A federal judge has dismissed a lawsuit filed by an unhappy former member of House Minority Leader Nancy Pelosi’s security detail.
In a 27-page decision issued Thursday, U.S. District Judge Amy Berman Jackson rejected claims by former U.S. Capitol Police officer Luanne Lynn Moran that her supervisors had fired her in retaliation for filing complaints against fellow officers.
Capitol Police leaders, Jackson concluded, “advanced a legitimate, non-retaliatory reason” for Moran’s termination.
The tensions seem to date back as far as January 2005, when Moran filed an administrative complaint alleging that she had been discriminated against on basis of sex when she was denied a request to transfer to Pelosi’s protective detail. This complaint was eventually settled, and Moran was assigned to protect Pelosi, then the House speaker, in 2007.
In 2008, Moran filed two separate administrative complaints with the Capitol Police Office of Professional Responsibility. One complaint alleged a supervisor had made “sexually inappropriate comments to and about other female employees,” according to Jackson.

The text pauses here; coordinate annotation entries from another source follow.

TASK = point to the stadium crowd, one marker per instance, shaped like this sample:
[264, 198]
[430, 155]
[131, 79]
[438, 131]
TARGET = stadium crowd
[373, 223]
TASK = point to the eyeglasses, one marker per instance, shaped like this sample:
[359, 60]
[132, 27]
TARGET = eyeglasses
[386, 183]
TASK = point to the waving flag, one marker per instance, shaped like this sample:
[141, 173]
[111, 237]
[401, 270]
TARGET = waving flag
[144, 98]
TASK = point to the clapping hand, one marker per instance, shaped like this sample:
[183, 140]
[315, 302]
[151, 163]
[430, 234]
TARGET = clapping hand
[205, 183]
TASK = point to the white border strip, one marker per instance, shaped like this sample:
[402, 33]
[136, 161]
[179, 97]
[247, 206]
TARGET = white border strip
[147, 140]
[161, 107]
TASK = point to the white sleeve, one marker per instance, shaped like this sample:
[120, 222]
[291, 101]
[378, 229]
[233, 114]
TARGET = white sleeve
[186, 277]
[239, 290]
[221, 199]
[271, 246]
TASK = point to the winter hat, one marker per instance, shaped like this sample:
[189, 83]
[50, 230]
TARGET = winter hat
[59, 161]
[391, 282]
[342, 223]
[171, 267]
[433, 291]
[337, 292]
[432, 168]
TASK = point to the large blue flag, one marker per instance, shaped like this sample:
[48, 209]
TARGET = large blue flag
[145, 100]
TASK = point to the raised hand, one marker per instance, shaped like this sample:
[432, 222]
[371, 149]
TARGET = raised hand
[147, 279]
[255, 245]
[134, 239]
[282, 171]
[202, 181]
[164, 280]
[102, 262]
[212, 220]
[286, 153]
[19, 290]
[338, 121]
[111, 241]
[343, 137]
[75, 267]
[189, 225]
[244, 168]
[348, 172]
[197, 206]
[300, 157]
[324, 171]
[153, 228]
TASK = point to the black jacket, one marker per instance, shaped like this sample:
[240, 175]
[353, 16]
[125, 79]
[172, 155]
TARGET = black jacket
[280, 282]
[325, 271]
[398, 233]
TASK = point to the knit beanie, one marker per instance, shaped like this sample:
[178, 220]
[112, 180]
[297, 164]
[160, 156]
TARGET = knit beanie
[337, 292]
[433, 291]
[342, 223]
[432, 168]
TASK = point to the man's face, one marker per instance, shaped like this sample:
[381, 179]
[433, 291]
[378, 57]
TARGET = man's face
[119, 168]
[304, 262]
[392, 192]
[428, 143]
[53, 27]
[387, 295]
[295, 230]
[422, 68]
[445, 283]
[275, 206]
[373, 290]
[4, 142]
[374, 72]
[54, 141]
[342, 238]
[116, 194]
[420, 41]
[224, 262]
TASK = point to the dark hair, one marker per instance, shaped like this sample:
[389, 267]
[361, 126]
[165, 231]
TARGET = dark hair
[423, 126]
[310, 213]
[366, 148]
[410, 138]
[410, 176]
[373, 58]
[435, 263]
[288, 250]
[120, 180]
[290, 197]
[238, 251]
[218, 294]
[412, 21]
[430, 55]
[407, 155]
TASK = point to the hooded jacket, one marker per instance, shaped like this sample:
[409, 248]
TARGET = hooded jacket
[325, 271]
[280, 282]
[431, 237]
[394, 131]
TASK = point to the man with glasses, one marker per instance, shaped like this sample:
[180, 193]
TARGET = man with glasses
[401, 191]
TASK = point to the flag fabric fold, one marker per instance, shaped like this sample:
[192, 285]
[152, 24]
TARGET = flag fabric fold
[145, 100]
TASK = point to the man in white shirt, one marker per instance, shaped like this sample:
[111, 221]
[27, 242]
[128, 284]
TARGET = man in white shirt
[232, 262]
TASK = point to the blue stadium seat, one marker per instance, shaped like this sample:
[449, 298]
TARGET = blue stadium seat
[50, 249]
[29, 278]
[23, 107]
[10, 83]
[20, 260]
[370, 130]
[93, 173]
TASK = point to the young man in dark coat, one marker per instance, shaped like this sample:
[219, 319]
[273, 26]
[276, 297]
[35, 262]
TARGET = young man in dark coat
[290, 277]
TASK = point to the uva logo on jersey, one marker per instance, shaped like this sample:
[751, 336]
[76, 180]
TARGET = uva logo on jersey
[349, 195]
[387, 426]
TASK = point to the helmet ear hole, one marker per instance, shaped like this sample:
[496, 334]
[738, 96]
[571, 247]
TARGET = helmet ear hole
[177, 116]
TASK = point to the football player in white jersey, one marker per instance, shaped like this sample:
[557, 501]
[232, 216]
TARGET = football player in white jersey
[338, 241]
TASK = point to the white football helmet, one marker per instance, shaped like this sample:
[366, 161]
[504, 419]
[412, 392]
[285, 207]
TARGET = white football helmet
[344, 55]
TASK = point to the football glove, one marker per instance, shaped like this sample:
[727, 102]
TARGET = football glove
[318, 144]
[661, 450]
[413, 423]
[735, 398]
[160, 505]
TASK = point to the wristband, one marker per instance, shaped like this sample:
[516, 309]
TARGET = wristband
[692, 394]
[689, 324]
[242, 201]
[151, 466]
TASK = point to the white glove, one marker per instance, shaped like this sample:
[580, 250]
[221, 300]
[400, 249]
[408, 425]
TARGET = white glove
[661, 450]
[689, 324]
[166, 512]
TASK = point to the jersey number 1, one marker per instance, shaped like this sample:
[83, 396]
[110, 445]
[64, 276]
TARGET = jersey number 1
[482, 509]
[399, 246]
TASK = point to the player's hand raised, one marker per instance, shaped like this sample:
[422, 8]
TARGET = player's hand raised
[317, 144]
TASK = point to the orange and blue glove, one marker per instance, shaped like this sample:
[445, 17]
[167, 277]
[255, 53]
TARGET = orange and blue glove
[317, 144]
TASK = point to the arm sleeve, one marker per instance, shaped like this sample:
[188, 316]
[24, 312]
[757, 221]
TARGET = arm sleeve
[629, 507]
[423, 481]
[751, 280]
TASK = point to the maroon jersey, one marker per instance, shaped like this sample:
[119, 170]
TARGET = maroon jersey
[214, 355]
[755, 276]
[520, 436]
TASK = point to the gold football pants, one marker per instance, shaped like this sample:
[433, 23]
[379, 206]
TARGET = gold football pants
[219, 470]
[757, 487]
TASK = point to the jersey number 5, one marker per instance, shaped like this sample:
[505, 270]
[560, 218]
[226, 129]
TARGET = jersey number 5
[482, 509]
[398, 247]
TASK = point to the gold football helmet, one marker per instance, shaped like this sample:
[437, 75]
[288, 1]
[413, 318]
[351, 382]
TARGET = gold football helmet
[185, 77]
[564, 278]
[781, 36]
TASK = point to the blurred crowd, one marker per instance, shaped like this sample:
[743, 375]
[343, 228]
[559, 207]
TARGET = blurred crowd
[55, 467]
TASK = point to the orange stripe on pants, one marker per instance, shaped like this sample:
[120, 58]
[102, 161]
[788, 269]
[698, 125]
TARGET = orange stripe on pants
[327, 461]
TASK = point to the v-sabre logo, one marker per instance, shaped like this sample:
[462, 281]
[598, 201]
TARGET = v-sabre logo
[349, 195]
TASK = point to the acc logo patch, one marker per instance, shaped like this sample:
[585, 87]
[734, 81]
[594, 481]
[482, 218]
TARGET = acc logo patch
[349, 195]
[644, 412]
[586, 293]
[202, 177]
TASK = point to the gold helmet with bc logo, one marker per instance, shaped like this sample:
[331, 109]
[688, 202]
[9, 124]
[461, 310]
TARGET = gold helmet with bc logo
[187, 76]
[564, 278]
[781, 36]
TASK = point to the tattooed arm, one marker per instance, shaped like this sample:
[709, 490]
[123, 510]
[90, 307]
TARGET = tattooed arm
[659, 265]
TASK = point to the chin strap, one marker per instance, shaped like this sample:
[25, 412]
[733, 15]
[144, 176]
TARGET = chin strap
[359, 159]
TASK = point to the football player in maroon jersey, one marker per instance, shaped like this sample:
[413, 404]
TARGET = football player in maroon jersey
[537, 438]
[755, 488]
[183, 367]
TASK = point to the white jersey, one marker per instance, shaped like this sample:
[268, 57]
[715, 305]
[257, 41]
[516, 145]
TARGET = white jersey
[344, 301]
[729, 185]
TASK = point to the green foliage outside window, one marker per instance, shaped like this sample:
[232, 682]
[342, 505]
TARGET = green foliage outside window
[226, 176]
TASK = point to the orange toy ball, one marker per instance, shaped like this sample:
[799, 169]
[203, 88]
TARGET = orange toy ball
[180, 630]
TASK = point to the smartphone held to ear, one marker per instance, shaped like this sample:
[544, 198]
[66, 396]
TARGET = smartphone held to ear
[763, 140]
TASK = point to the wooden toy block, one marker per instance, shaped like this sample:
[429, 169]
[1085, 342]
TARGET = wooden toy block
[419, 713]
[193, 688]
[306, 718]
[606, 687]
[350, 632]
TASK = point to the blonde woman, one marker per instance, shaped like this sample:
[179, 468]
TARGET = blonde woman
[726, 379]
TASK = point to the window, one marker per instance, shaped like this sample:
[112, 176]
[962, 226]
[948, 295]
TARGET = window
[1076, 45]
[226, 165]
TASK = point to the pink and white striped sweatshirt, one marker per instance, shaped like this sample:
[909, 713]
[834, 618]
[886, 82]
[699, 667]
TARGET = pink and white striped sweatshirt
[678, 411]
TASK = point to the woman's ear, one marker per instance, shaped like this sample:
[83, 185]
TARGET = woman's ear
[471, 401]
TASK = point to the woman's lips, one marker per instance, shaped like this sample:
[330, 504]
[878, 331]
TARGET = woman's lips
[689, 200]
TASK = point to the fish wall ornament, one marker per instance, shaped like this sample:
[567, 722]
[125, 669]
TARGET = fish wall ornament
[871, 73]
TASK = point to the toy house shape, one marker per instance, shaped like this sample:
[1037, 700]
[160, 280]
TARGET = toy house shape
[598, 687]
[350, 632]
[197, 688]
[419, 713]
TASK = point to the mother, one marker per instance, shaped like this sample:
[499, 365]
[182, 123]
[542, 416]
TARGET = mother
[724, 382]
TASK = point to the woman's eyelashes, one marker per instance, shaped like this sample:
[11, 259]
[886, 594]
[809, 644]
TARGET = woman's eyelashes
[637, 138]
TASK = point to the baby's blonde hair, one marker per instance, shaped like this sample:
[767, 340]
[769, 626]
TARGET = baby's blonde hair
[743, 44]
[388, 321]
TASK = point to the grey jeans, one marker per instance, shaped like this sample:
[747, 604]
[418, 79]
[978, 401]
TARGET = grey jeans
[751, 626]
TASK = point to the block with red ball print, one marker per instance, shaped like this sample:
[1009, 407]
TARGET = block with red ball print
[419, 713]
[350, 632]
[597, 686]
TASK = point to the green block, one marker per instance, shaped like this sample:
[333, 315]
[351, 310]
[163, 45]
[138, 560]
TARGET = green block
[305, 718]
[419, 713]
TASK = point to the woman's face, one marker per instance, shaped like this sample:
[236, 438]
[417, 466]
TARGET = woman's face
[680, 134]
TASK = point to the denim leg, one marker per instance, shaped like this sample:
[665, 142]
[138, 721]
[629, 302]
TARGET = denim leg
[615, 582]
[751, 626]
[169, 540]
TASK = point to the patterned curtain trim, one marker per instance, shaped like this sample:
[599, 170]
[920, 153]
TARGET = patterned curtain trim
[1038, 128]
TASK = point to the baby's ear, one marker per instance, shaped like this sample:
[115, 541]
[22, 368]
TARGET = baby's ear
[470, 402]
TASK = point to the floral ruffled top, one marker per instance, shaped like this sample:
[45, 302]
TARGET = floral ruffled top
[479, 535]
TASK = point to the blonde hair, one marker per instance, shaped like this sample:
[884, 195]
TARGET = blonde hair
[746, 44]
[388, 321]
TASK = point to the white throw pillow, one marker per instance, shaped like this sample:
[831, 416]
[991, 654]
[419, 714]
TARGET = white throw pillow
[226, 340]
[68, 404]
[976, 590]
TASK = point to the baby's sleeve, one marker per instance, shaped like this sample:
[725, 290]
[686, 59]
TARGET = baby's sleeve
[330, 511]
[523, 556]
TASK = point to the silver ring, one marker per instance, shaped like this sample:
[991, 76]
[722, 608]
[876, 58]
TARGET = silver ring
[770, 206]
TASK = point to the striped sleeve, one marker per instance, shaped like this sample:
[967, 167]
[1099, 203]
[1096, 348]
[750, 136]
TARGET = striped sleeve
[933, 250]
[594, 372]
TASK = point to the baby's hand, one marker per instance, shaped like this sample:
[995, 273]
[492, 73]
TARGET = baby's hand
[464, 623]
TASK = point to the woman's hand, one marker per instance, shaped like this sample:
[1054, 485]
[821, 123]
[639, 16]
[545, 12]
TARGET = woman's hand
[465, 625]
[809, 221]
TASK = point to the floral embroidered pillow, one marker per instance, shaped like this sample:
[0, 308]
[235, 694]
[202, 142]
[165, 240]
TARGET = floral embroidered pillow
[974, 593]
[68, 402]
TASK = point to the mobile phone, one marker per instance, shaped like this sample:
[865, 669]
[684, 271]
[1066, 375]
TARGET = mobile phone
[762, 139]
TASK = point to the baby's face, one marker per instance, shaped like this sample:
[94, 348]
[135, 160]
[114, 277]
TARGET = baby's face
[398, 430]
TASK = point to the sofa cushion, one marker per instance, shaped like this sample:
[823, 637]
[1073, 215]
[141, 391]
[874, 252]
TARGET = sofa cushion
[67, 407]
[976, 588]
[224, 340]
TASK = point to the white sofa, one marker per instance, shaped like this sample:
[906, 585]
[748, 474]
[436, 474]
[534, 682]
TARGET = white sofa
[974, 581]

That same year, another agent filed a complaint against Moran, alleging Moran had called her “trash” and had told her to “get the f*** away from” Moran’s truck while on a protective detail in Washington, D.C. While on a protective detail in Napa, Calif., this other agent complained, Moran had allegedly said the agent should be shot with a BB gun.
Moran faced other complaints, as well.
Moran disputed the accounts concerning the comments about the other agent, leading to an inquiry in which supervisors concluded she had not been truthful.
“Two witnesses confirmed that Moran had used profanity,”Jackson recounted.
Moran was terminated in October 2011.
“The reason offered by defendant – its determination that plaintiff was untruthful during an official investigation – would constitute a legitimate, non-retaliatory basis for plaintiff’s termination, especially in light of defendant’s policies and the manner in which similar cases have been handled by defendant,” Jackson wrote.